Many of my ‘deeper’ blog posts are often created when I’m having a low day, and to be honest, I think that works a lot better as I am not afraid of what I am saying and have no filter on what I feel.
You know when you are just having one of those weeks where everything is just going wrong? My laptop broke, I lost my favourite ring, my face has broken out, and I just feel angry and super down.
I know I have already posted a few posts about the struggle with my weight, but I have completely fallen off of the wagon over the last months. This has left me with zero confidence and feeling generally shitty, which is definitely not a good thing. I can’t really blame anyone but myself for my constant face stuffing and no exercise, but it still makes me feel so crap!
I have honestly eaten everything I have seen, such as having Dominos takeaway at least once a week, and so on. I have completely lost control of what I am doing, and I am finding it so difficult to get back on track.

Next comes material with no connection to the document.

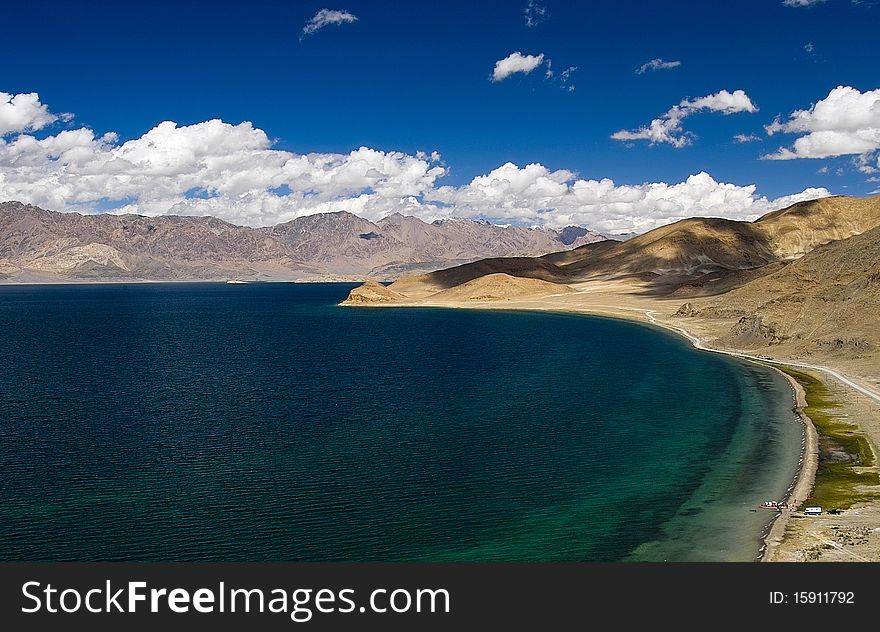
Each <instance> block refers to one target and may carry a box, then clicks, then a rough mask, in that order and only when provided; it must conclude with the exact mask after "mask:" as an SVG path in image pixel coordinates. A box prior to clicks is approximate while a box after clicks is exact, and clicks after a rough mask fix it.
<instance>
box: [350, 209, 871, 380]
mask: <svg viewBox="0 0 880 632" xmlns="http://www.w3.org/2000/svg"><path fill="white" fill-rule="evenodd" d="M603 284H616V286H617V288H618V289H616V290H614V291H615V292H618V294H617V296H619V297H620V300H621V301H623V302H626V301H629V300H632V299H631V297H632V296H635V297H644V298H645V300H650V299H656V300H657V302H656V303H652V304H651V305H652V306H653V307H655V308H656V309H664V308H668V307H670V306H673V305H674V306H675V307H672V312H671V313H674V315H675V316H676V317H678V318H692V319H702V321H703V322H704V323H705V322H708V323H709V325H710V326H711V327H714V328H721V329H722V330H725V329H726V330H725V331H723V334H722V335H720V336H718V337H717V340H718V342H720V343H721V344H722V345H725V346H732V347H734V348H737V349H750V350H757V349H762V350H766V349H768V348H772V349H774V352H775V353H784V354H785V355H787V356H788V357H796V358H800V359H803V358H812V357H818V358H826V359H828V358H833V359H834V360H835V361H837V360H839V359H840V358H845V359H847V360H849V361H856V362H865V363H870V362H871V361H872V359H873V358H875V357H876V355H877V354H878V353H880V318H878V316H877V314H878V313H880V196H874V197H868V198H855V197H844V196H835V197H827V198H822V199H818V200H811V201H807V202H800V203H798V204H794V205H792V206H790V207H788V208H785V209H781V210H779V211H774V212H772V213H768V214H766V215H764V216H763V217H761V218H759V219H758V220H756V221H754V222H737V221H731V220H725V219H717V218H692V219H685V220H681V221H679V222H675V223H673V224H669V225H667V226H661V227H660V228H656V229H654V230H652V231H650V232H647V233H644V234H642V235H638V236H636V237H633V238H631V239H629V240H627V241H624V242H618V241H605V242H599V243H593V244H587V245H584V246H581V247H579V248H575V249H572V250H569V251H564V252H557V253H553V254H548V255H545V256H542V257H512V258H511V257H507V258H491V259H484V260H480V261H475V262H473V263H469V264H466V265H462V266H457V267H453V268H449V269H445V270H438V271H434V272H430V273H426V274H421V275H415V276H410V277H406V278H403V279H400V280H398V281H396V282H395V283H392V284H391V285H389V286H388V287H383V288H381V289H379V288H373V289H372V291H370V290H371V288H355V289H354V290H352V292H351V296H350V298H349V299H348V300H347V301H346V302H345V304H351V305H370V304H381V305H388V304H394V303H398V304H404V305H411V304H427V305H447V304H449V305H462V304H467V303H469V302H472V303H488V302H491V301H496V302H499V303H504V302H507V301H511V300H516V299H522V298H523V297H531V298H533V299H534V298H540V297H553V296H555V297H560V296H562V297H565V296H571V292H572V288H575V289H576V290H577V291H578V292H582V294H581V297H583V298H582V299H581V300H583V302H584V304H586V305H589V296H590V292H591V291H594V288H596V287H599V288H602V287H607V285H603ZM596 291H598V290H596ZM606 300H616V299H615V298H611V299H606ZM559 304H561V305H565V304H568V305H575V306H576V305H577V302H572V301H569V302H568V303H565V302H561V303H559ZM636 309H638V308H636ZM676 310H677V311H676ZM865 366H868V364H865ZM872 366H875V367H876V365H872ZM874 370H876V368H875V369H874ZM877 379H878V382H880V376H877Z"/></svg>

However, this year I am trying my very hardest to keep a positive mind (even though everything keeps going wrong), I wanted to use this blog post to set some of my goals for the rest of the year. So, let’s start by saying ‘new month, new me’ (cringe)- June is the month where I am going to start again and really try my hardest to reach my goal.

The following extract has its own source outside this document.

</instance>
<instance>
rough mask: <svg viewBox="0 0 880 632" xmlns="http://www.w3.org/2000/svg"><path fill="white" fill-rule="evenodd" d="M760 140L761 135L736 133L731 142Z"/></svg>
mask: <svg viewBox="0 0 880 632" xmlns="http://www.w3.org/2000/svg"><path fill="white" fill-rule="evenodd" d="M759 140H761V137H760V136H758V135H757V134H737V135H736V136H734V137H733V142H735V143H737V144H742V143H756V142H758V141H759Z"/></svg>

You may be thinking that I am being to be hard of myself, as a lot of people have said how confident I am at the moment, but I don’t feel happy with my body. Looking back at the pictures from our friend’s wedding, I just keep looking at how horrible I look in all of the photos, and it upsets me that I do actually look this way.
I know that we are taught to love our bodies, but I can’t help but hate mine at the moment. Every outfit I put on, I feel horrible and try to avoid looking to a full-length mirror. However, I am going to do my best to change that in the next couple of months.
I am going to actually try and go for a jog at least three times a week; I am going to eat clean and really try to love myself, which is probably the hardest part. I just need to get back into that positive mindset and really do it this time, and I’m only doing this for myself.
It is super hard being a woman, sometimes with all of the pressure that surrounds us to look good. Of course, I have never really cared what other people think, but it can get to you sometimes. I really do have days or weeks where I really overthink situations, and it makes me feel super sad, but that’s life, right?